Tuesday's gains followed the largest drop in two months on the S&P 500, and market participants say they are gearing up for a more volatile 2014 after a year that constantly saw U.S. stocks go higher.
"We're seeing a good preview of what the year will bring, which is a little bit more volatility," said Andres Garcia-Amaya, Global Market Strategist at J.P. Morgan Funds.
The CBOE volatility index dropped 7.5 percent to 12.28 after gaining 9.4 percent on Monday.
"We got accustomed to very low volatility and 14-16 (on the VIX) is not out of the question," Garcia-Amaya said.
Intel Corp shares jumped 4 percent to $26.51 after JPMorgan upgraded the stock to "overweight" from "neutral."
Electric car maker Tesla said deliveries of its Model S sedan in the fourth quarter blew past the company forecast, sending shares up 15.7 percent to $161.27.
Both JPMorgan Chase & Co and Wells Fargo & Co posted earnings that beat expectations, though upside was limited with Wells Fargo near all-time highs and JPMorgan highest since 2000. Shares of both banks rose less than 0.1 percent on the day.
With just 5 percent of the S&P 500 companies having reported, 53.8 percent have beaten earnings expectations, according to Thomson Reuters data, below the 63 percent historical average.

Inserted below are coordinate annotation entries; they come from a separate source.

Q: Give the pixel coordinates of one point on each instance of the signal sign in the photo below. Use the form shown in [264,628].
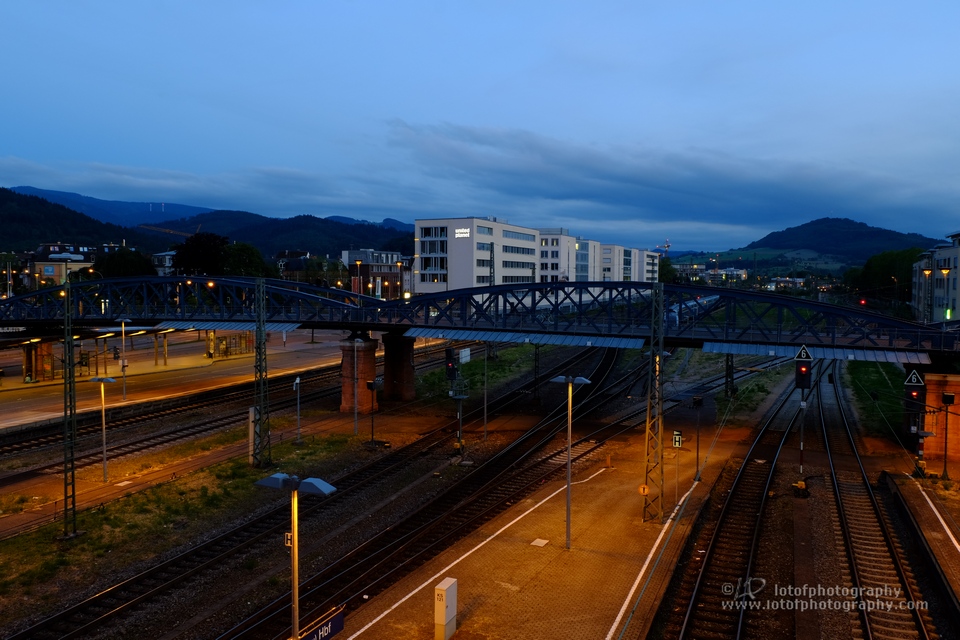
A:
[914,380]
[803,375]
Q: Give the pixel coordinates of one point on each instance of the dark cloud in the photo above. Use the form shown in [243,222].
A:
[695,187]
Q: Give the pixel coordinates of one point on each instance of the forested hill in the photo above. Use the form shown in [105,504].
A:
[849,239]
[28,221]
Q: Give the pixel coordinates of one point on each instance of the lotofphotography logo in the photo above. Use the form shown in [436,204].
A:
[752,593]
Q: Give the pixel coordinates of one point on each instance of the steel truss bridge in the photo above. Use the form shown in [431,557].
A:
[595,313]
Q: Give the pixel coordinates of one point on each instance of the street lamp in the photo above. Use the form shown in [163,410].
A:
[947,400]
[399,278]
[946,297]
[123,353]
[356,411]
[103,420]
[569,381]
[373,385]
[296,387]
[294,485]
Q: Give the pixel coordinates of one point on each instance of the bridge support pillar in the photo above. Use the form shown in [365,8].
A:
[729,385]
[399,379]
[358,365]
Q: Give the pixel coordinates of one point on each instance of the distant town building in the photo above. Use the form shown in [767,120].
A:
[375,273]
[935,275]
[458,253]
[163,263]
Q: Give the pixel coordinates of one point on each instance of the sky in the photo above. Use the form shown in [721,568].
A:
[700,123]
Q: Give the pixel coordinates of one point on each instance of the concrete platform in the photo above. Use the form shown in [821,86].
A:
[516,579]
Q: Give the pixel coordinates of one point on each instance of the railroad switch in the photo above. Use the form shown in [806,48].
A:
[800,489]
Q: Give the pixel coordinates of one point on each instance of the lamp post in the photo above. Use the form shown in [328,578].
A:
[373,385]
[399,279]
[946,297]
[103,420]
[947,399]
[356,377]
[294,485]
[569,381]
[296,387]
[123,353]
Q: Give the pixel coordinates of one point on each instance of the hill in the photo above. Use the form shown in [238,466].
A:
[847,239]
[128,214]
[319,236]
[28,221]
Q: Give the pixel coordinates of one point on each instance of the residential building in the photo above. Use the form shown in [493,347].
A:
[558,255]
[459,253]
[163,263]
[375,273]
[935,282]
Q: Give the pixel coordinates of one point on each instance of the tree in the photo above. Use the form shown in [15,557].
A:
[668,273]
[201,254]
[242,259]
[123,263]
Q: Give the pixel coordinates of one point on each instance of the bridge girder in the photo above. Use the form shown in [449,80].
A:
[692,314]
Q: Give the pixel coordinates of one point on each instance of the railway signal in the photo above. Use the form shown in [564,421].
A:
[803,375]
[451,365]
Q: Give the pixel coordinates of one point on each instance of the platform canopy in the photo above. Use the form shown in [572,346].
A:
[208,325]
[565,340]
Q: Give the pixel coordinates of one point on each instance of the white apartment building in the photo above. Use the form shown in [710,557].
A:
[621,264]
[558,256]
[459,253]
[935,282]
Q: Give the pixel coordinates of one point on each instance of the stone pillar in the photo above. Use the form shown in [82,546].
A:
[399,377]
[364,349]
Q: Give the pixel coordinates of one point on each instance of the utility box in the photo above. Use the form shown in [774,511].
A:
[445,609]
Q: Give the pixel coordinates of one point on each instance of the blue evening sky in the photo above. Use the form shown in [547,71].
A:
[708,123]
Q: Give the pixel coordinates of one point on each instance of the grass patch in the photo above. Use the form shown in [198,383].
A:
[36,568]
[505,365]
[751,393]
[878,394]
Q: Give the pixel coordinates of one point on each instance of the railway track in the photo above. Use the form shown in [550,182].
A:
[884,587]
[230,408]
[717,592]
[710,590]
[80,619]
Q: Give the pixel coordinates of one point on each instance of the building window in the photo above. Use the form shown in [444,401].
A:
[527,251]
[516,235]
[433,232]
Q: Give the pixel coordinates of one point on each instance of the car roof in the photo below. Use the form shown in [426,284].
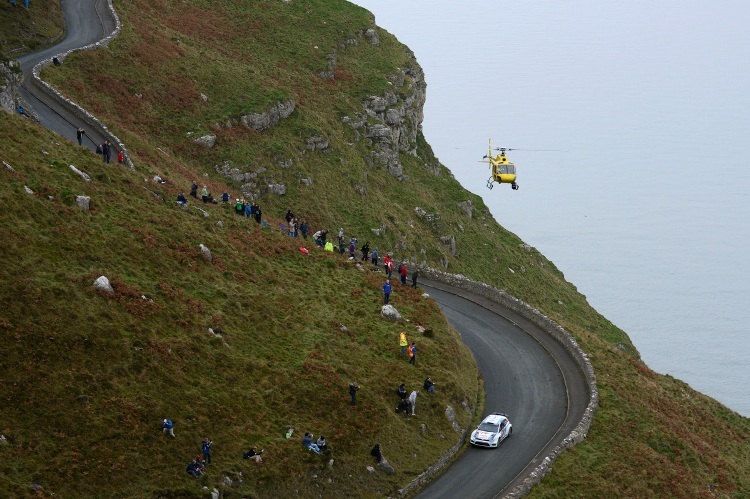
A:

About 62 percent have beaten on revenue, above the long-term 55 percent average.
Bank of America Corp, Citigroup, Goldman Sachs and Morgan Stanley will post results later in the week. General Electric Co and Intel are also on tap.
Both GameStop Corp and Stratasys Ltd slumped after giving outlooks that were weaker than expected. GameStop lost 19.9 percent to $36.31, while 3D printer maker Stratasys slid 8.2 percent to $119.37.
In contrast, Intuitive Surgical advanced 6.8 percent to $419.88 after the surgical equipment maker gave a strong fourth-quarter outlook.
Charter Communications is trying to strike a deal to buy Time Warner Cable and sway its shareholders after three of its offers have been rebuffed. On Monday, Charter took its approach public and proposed paying $132.50 per TWC share.
TWC shares gained 2.7 percent to $136 and Charter added 2.3 percent to $137.34.
Volume was roughly in line with the year-to-date average of about 6.5 billion shares traded on U.S. exchanges, according to data from BATS Global Markets. Monday's sharp decline came in volume of 7.22 billion shares.
Advancing stocks outnumbered decliners on the NYSE by 12 to 5 and on the Nasdaq three issues rose for every one that fell.